Wednesday, 13 March 2013

Oh the ways He works

Today was such a roller-coaster.  After getting next to no sleep - which sadly was an improvement from no sleep at all the night before - I was up early to go serve with an inner city ministry along with some others here from school.  Then after getting back, I had to finish some things that were due (one of which I forgot, but thankfully since it was only for discussion purposes, everything worked out), then went to my back-to-back classes.  Choir finished super early, which was awesome, and then I did some course stuff with a girl from my programme and - at one point - our Chaplain.  That's where things really started too get rough.  Insecurities are those annoying things that just jump out at the worst times possible - thanks, of course, to the Devil.  I mention that because sometimes it helps to say it, and to remember that he is real.  I can't exactly explain why...it just does.  Finally once we had to split due to other commitments, I had to take time away from studying (yet again) to go buy some food, and then once we got back I zoomed and ate at the speed of light while trying to get ready for Church.  Which, I was of course not ready for when the people picking me up got here.  For some reason having difficulty getting ready, and then not being all set to go when they got here...it was a big deal.  Again, don't ask me why; I really don't know.  But it just didn't stop there.  The nerves took over and I was an embarrassment for most of the night.  And, of course, people got concerned because the nervous wreck can't even hold a coherent conversation, and isolates herself at the back of the church.  Now, that last part isn't abnormal - I always sit in that spot - it just looks worse when a small portion of the congregation shows up and they all sit on the opposite side, and at the front.  It was such a struggle to get through service tonight, and the challenges only just seemed to calm down, which, was my reason for writing this tonight.
Last week during a conversation with someone at school, they suggested I look into being a young-adult volunteer for a youth gathering, and while I was very interested, I was cautious and unsure, and since I have no experience with any of these kinds of things - regardless of wanting it - I didn't dismiss it, but I didn't really not dismiss it either.  Anyway, tonight when I was doing a grocery run with a friend, I brought it up to him when we were discussing a local youth conference we'd like to volunteer at (or if eligible, possibly attend).  He is now considering it, too, and since he has a car, if we both did it, we'd save quite a bit of money by splitting the cost of gas instead of flying.  Off topic.  Somewhat.
ANYHOW, I was going through courses again - because my brain was in no place to study - and listening to the same song on repeat, when I went looking for something and came across the magazine again that had the information on it for the youth conference that isn't local.  I figured I'd look at it since I was clearly getting nowhere with studying for tomorrow, and it just changed everything.
I don't know how He does it, but everything just always happens at the right time.  His time.
I am so excited to apply to be a part of this event - even if I do have to spend the extra money and fly out there - and not having any experience in anything like this, or any idea of what I'm jumping into for that matter...none of it seems so scary anymore.  And it's seeming to reflect - even though it is only a very little - on the straw the broke the camel's back (so to speak).  Everything just feels okay right now.  It feels good.
I'm exhausted, and frustrated with myself and my current predicament with regards to my exam tomorrow, but it would appear that I'm happy.  And excited about the conference.  There is absolutely no guarantee that I'll even be accepted, but surprisingly, that didn't bring it down.  Everything's just...okay.

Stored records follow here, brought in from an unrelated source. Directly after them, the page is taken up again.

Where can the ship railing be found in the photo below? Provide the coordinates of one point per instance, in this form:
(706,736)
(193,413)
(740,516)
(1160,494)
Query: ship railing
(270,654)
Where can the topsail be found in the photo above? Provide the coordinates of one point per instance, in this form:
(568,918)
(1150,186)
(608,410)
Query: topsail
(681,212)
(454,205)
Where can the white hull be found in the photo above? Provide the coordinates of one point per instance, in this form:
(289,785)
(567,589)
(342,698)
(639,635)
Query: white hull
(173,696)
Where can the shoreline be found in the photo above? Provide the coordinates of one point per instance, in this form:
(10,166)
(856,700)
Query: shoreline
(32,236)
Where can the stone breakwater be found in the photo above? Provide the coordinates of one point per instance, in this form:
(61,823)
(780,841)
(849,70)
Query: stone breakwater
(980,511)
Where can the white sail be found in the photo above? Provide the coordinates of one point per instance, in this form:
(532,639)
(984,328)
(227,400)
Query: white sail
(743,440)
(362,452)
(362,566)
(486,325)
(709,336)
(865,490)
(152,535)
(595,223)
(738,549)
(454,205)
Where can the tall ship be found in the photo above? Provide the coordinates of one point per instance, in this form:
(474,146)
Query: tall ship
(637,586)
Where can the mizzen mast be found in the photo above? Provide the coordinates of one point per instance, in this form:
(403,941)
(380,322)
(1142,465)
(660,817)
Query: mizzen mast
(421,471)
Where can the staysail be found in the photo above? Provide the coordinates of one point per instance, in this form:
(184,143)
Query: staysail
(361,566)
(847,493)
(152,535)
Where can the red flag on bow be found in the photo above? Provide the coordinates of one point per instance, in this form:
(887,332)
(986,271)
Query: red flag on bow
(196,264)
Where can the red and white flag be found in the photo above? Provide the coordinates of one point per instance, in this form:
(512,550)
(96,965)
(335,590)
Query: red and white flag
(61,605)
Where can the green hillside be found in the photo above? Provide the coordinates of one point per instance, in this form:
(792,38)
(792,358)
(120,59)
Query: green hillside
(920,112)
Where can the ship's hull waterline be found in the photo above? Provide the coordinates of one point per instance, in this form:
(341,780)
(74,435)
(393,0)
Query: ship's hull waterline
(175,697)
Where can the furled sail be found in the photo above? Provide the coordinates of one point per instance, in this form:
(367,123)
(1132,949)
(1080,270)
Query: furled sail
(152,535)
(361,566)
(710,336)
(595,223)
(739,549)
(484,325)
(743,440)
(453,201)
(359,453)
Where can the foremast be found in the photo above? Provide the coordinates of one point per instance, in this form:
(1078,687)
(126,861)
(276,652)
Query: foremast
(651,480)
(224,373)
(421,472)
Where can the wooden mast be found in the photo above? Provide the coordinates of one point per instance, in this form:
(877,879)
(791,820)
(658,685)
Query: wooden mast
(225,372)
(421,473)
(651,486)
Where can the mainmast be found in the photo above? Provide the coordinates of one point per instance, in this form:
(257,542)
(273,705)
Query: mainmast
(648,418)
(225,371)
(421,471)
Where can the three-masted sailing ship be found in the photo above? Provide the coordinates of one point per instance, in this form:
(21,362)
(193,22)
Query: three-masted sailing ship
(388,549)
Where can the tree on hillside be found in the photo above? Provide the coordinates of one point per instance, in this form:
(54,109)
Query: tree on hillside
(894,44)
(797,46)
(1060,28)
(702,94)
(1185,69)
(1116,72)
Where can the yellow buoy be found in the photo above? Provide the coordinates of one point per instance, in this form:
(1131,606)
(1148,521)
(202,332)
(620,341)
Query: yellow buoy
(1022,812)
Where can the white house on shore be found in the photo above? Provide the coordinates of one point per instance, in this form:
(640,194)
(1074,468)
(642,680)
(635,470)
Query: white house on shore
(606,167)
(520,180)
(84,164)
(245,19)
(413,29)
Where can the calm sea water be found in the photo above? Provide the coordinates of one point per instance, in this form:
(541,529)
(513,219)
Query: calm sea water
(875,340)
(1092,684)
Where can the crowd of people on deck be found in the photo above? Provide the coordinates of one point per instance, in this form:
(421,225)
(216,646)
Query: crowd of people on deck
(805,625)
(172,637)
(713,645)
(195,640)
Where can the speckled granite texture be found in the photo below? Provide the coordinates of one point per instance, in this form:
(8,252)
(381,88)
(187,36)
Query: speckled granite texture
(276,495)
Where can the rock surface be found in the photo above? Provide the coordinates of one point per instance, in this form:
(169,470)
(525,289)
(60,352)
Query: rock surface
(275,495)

It's amazing how things happen sometimes - how God works.  That's my God-sighting for today (to flash back to VBS terms ahah); how God works through what seems fairly insignificant, to help in amazingly beautiful ways, and truly make you feel loved.  It was all set up, and I didn't even realize it.

This Father of ours is so wonderfully amazing.  I don't understand how He got me through this day, or why He decided I was a good choice, but I'm certainly glad He dragged me forward today (and every day) no matter what, and that despite my lack of understanding, chose me.

Take a look at this link: http://www.youtube.com/watch?v=0sgBWNgflAU
She is a church worker and musician that I met up here when she spoke at a workshop my professor held when she was in town for a church workers retreat.  Jennifer is truly amazing, and I absolutely love this song.  I was listen to the version from her album, but I just found that video on Youtube and it is beautiful.  Definitely worth a listen - so honest, truthful, and (for me, at least) some overwhelmingly relatable.  This is a topic I've been struggling with especially for a few months now, and she just says it so incredibly perfectly.

I'm off to try and retain some information from my text for my exam tomorrow.